Gérard d'Alboy - Le château d'Angers - 2010

Le problème qui se pose est que cette photographie est référencée dans la base de données de Beaubourg sous le titre suivant : « Le château du Marquis de Sade à Lacoste (Lacoste Tours Fendues) ». On pourra le vérifier en cliquant sur l'image. Or le château de La Coste est situé en Provence, dans le Vaucluse, à des centaines de kilomètres du château d'Angers... Cette confusion ne peut s'expliquer que si le documentaliste du Musée d'art moderne a bien trouvé cette légende erronée à l'arrière d'un tirage figurant dans le lot : en d'autres termes, pour Man Ray, cette photographie était celle du château de La Coste... Qu'il s'agisse d'un oubli, d'une étourderie ou d'une confusion délibérée n'a, au fond, pas grande importance : Man Ray ne s'embarrassait pas de vérité historique ou géographique, seule comptait son imagination. Avec ses deux grosses tours solides, le château d'Angers pouvait constituer un substitut commode non seulement du château de La Coste, lieu de séjours multiples du marquis de Sade, mais probablement aussi de la Bastille.

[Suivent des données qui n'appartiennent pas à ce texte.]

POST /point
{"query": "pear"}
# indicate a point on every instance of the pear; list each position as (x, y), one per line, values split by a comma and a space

Une deuxième série de documents permet de progresser encore dans la compréhension du processus créatif de Man Ray. Un dessin (1) daté de 1938, intitulé « La tour fendue », peut nous intéresser parce qu'il reprend en partie le point de vue de nos « Tours du silence », en contreplongée, avec une tour ronde au premier plan, à demi-fendue, dont la ligne de faille sinueuse peut avoir été le déclencheur de sa vision d'une ombre humanoïde projetée sur le mur. On trouve sur le web l'original photographique de ce dessin (2), sous le titre « Le château de Sade »... Enfin deux autres versions de cette photographie figurent dans la base de données du centre Pompidou, l'une (3) sous le titre « Lacoste », 1936 (et sa variante « Lacoste tours fendues », 1939) et l'autre (4) sous le titre plus vague « Château-fort dans le sud de la France », 1937 !! Nous n'avons pas pu déterminer de quel château il s'agit, mais il ne semble pas, en tout cas, que ce soit celui de La Coste. Les pistes sont bien brouillées, mais il ne fait guère de doute que ce château, à tort ou à raison, était bien associé lui aussi au marquis de Sade dans l'imaginaire de Man Ray.



(1)

(2)

(3)

(4)

La comparaison des trois états photographiques à notre disposition nous fournit par ailleurs un autre renseignement sur le processus d'appropriation par Man Ray d'un élément du réel. La photographie (2) est impressionnante, très contrastée, quasiment en nuit américaine : on peut aisément imaginer quelles horreurs ont pu se dérouler à l'abri de ces murs... Or il ne s'agit que d'un recadrage de la photographie (3), elle-même développée de manière dramatique à partir du même négatif que la photographie (4), qui nous informe sur l'atmosphère réelle de la prise de vue : une journée fort ensoleillée, propice aux visites touristiques avec son joli ciel clair et son léger nuage photogénique. On voit comment l'essentiel du travail de Man Ray se déroulait dans la chambre obscure : la métamorphose du réel était affaire non seulement de technique, mais aussi bien entendu de vision.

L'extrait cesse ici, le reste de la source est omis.